Tens of thousands of readers have relied on this leading text and practitioner reference--now revised and updated--to understand the issues the legal system most commonly asks mental health professionals to address. The volume demystifies the forensic psychological assessment process and provides guidelines for participating effectively and ethically in legal proceedings. Presented are clinical and legal concepts and evidence-based assessment procedures pertaining to criminal and civil competencies, the insanity defense and related doctrines, sentencing, civil commitment, personal injury claims, antidiscrimination laws, child custody, juvenile justice, and other justice-related areas. Case examples, exercises, and a glossary facilitate learning; 19 sample reports illustrate how to conduct and write up thorough, legally admissible evaluations.
New to This Edition *Extensively revised to reflect important legal, empirical, and clinical developments. *Increased attention to medical and neuroscientific research. *New protocols relevant to competence, risk assessment, child custody, and mental injury evaluations. *Updates on insanity, sentencing, civil commitment, the Americans with Disabilities Act, Social Security, juvenile and family law, and the admissibility of expert testimony. *Material on immigration law (including a sample report) and international law. *New and revised sample reports.
It was a book required for one of my elective classes. It provided me with an excellent base for understanding the verbiage used in the forensic field. Admittedly the law jargon could make some things hard to follow, however, I enjoyed reading the book and learning about cases that contributed to the field.

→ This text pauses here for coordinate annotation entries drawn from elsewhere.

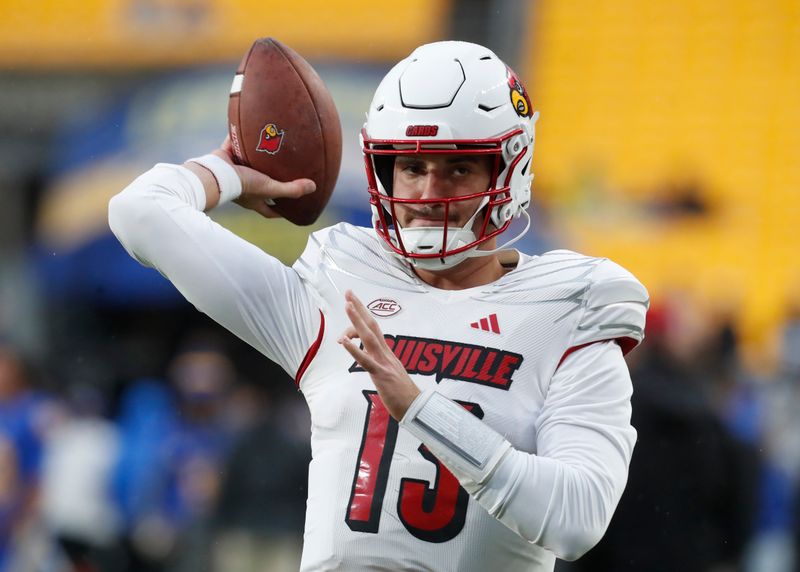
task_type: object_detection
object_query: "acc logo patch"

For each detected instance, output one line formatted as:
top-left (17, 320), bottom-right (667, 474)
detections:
top-left (506, 68), bottom-right (533, 117)
top-left (367, 298), bottom-right (403, 318)
top-left (256, 123), bottom-right (284, 155)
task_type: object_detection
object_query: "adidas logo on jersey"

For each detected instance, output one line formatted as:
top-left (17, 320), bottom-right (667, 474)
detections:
top-left (470, 314), bottom-right (500, 334)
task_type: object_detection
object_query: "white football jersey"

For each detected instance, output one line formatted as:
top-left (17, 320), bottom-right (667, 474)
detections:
top-left (110, 165), bottom-right (648, 572)
top-left (294, 224), bottom-right (647, 572)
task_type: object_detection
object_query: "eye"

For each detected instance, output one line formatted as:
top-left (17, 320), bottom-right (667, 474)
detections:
top-left (453, 163), bottom-right (472, 177)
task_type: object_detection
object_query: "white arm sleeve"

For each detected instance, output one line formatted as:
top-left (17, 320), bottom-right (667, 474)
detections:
top-left (402, 342), bottom-right (636, 560)
top-left (109, 163), bottom-right (321, 376)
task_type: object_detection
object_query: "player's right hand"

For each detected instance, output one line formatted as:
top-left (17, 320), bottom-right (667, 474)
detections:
top-left (206, 137), bottom-right (317, 218)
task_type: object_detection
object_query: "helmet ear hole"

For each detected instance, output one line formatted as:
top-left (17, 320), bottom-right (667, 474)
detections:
top-left (373, 155), bottom-right (394, 197)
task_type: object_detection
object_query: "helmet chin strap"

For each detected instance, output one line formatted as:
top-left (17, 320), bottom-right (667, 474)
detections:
top-left (388, 197), bottom-right (531, 270)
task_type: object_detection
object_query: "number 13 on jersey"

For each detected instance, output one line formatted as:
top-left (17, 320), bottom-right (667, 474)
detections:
top-left (345, 390), bottom-right (483, 542)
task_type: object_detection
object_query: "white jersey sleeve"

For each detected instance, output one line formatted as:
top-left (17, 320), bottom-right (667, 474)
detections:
top-left (402, 342), bottom-right (636, 560)
top-left (109, 163), bottom-right (323, 377)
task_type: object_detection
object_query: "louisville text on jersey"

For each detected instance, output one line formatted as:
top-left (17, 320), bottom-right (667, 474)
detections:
top-left (348, 334), bottom-right (522, 390)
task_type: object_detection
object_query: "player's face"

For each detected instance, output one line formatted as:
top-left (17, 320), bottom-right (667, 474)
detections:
top-left (393, 154), bottom-right (492, 228)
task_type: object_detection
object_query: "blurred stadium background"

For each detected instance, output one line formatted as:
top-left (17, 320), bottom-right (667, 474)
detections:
top-left (0, 0), bottom-right (800, 572)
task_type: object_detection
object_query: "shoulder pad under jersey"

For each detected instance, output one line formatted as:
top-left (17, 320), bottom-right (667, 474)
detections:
top-left (572, 254), bottom-right (650, 353)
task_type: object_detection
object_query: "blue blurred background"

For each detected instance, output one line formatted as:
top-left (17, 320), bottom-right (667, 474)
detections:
top-left (0, 0), bottom-right (800, 572)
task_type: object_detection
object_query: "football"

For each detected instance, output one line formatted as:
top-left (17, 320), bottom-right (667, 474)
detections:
top-left (228, 38), bottom-right (342, 225)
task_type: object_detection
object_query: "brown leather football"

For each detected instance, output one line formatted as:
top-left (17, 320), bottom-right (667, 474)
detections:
top-left (228, 38), bottom-right (342, 225)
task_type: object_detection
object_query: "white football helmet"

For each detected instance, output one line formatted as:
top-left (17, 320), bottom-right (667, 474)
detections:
top-left (361, 42), bottom-right (538, 270)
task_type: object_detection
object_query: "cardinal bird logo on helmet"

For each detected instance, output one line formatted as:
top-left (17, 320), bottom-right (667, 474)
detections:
top-left (508, 68), bottom-right (533, 117)
top-left (256, 123), bottom-right (284, 155)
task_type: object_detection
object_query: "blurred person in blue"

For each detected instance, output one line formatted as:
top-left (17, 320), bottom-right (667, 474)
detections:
top-left (557, 297), bottom-right (756, 572)
top-left (115, 343), bottom-right (235, 570)
top-left (0, 340), bottom-right (52, 572)
top-left (109, 41), bottom-right (649, 572)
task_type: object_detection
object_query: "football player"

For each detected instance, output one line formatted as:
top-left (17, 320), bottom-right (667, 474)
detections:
top-left (110, 42), bottom-right (648, 572)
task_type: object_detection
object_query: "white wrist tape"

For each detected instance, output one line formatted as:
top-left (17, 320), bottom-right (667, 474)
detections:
top-left (189, 153), bottom-right (242, 204)
top-left (400, 390), bottom-right (511, 483)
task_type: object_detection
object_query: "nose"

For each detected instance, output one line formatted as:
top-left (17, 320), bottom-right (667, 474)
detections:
top-left (420, 169), bottom-right (447, 199)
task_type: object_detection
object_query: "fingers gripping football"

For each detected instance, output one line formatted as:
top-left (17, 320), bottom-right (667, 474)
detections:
top-left (339, 290), bottom-right (420, 421)
top-left (214, 137), bottom-right (316, 218)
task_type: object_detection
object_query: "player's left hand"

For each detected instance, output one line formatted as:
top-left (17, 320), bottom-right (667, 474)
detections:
top-left (338, 290), bottom-right (420, 421)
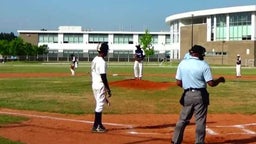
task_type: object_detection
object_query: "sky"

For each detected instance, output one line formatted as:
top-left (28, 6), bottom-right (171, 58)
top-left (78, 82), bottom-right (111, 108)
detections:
top-left (0, 0), bottom-right (256, 35)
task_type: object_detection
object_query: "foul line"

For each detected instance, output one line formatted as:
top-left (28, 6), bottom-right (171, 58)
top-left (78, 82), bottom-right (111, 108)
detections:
top-left (0, 111), bottom-right (133, 128)
top-left (0, 111), bottom-right (256, 135)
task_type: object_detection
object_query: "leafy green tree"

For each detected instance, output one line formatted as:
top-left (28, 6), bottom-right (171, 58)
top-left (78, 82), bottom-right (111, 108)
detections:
top-left (139, 29), bottom-right (154, 58)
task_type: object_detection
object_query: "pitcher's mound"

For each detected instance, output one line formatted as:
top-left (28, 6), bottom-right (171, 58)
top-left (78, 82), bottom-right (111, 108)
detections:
top-left (110, 79), bottom-right (176, 90)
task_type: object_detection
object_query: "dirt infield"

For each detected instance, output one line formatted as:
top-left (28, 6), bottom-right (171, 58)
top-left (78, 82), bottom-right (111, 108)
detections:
top-left (0, 74), bottom-right (256, 144)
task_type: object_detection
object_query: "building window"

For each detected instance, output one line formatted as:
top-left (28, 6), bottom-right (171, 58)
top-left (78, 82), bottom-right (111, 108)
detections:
top-left (170, 21), bottom-right (179, 43)
top-left (114, 34), bottom-right (133, 44)
top-left (63, 34), bottom-right (83, 43)
top-left (165, 35), bottom-right (171, 44)
top-left (139, 35), bottom-right (158, 44)
top-left (216, 15), bottom-right (227, 41)
top-left (229, 13), bottom-right (251, 40)
top-left (38, 34), bottom-right (58, 43)
top-left (89, 34), bottom-right (108, 43)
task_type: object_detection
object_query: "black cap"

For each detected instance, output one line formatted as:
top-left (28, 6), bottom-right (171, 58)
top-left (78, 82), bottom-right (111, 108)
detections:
top-left (97, 42), bottom-right (109, 52)
top-left (190, 45), bottom-right (206, 56)
top-left (136, 45), bottom-right (140, 48)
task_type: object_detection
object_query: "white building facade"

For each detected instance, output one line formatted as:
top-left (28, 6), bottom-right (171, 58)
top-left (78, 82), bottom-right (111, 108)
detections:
top-left (18, 26), bottom-right (179, 59)
top-left (165, 5), bottom-right (256, 64)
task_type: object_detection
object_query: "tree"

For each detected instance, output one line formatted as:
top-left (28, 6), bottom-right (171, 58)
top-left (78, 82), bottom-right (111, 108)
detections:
top-left (139, 29), bottom-right (154, 59)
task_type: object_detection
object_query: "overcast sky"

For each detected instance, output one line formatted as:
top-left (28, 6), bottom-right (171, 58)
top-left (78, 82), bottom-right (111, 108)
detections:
top-left (0, 0), bottom-right (256, 34)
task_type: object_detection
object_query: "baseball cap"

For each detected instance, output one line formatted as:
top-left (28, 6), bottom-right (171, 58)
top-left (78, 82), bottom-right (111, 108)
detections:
top-left (135, 45), bottom-right (140, 48)
top-left (190, 45), bottom-right (206, 56)
top-left (97, 42), bottom-right (109, 52)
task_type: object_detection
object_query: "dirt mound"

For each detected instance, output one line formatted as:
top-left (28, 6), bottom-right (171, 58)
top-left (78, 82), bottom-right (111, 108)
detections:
top-left (110, 79), bottom-right (176, 90)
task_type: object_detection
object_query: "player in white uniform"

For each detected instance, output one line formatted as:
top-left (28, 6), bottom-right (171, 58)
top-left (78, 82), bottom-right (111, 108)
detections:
top-left (133, 45), bottom-right (145, 80)
top-left (91, 43), bottom-right (111, 133)
top-left (236, 54), bottom-right (242, 78)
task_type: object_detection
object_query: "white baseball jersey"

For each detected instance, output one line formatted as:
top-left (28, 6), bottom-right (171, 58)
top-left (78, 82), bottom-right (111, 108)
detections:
top-left (91, 56), bottom-right (107, 89)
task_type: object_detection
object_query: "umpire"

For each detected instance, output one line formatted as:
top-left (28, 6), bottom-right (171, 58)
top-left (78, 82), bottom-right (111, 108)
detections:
top-left (171, 45), bottom-right (225, 144)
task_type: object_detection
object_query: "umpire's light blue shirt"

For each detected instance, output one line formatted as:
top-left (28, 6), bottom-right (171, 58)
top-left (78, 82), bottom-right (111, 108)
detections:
top-left (175, 56), bottom-right (213, 89)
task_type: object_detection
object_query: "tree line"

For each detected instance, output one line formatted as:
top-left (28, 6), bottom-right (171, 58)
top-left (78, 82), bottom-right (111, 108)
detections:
top-left (0, 32), bottom-right (48, 59)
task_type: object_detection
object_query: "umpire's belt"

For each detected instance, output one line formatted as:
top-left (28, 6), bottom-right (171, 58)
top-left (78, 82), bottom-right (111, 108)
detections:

Considered the gold-standard resource for forensic psychological concerns – both on the part of mental health professionals and lawyers. I am in agreement with their statement that judges and juries are LEAST swayed by psychometric testing, and MOST by phenomenological information (clinical interviews, etc. – information that makes the subject a real person). My greatest concern is that, for both legal reasons and the authors’ perspective on ethics, they very strongly state that the evaluator should express no opinions as to risk. It is their opinion that the evaluator has too much power to sway a court, with little to no track-record of better prediction than lay-people. It is my view, however, that the evaluator must express opinions, BUT must be able to both explain and support any interpretations – that it is the task of the lawyer to demand that the evaluator both make sense and explain what the information he or she acquired means to him or her…and thus, possibly to the court.
A nexus of psychology and the law. Melton et al., provides the reader with landmark case law, relevant empirically validated studies, and how to apply these concepts in forensic practice. The competency, malingering, and culpability chapters are very comprehensive. The violence risk assessment is adequate, but the reader should refer to Rice, Quincy, Harris, and McCormier's work for violence risk assessment and Doren's work for sexual violence risk.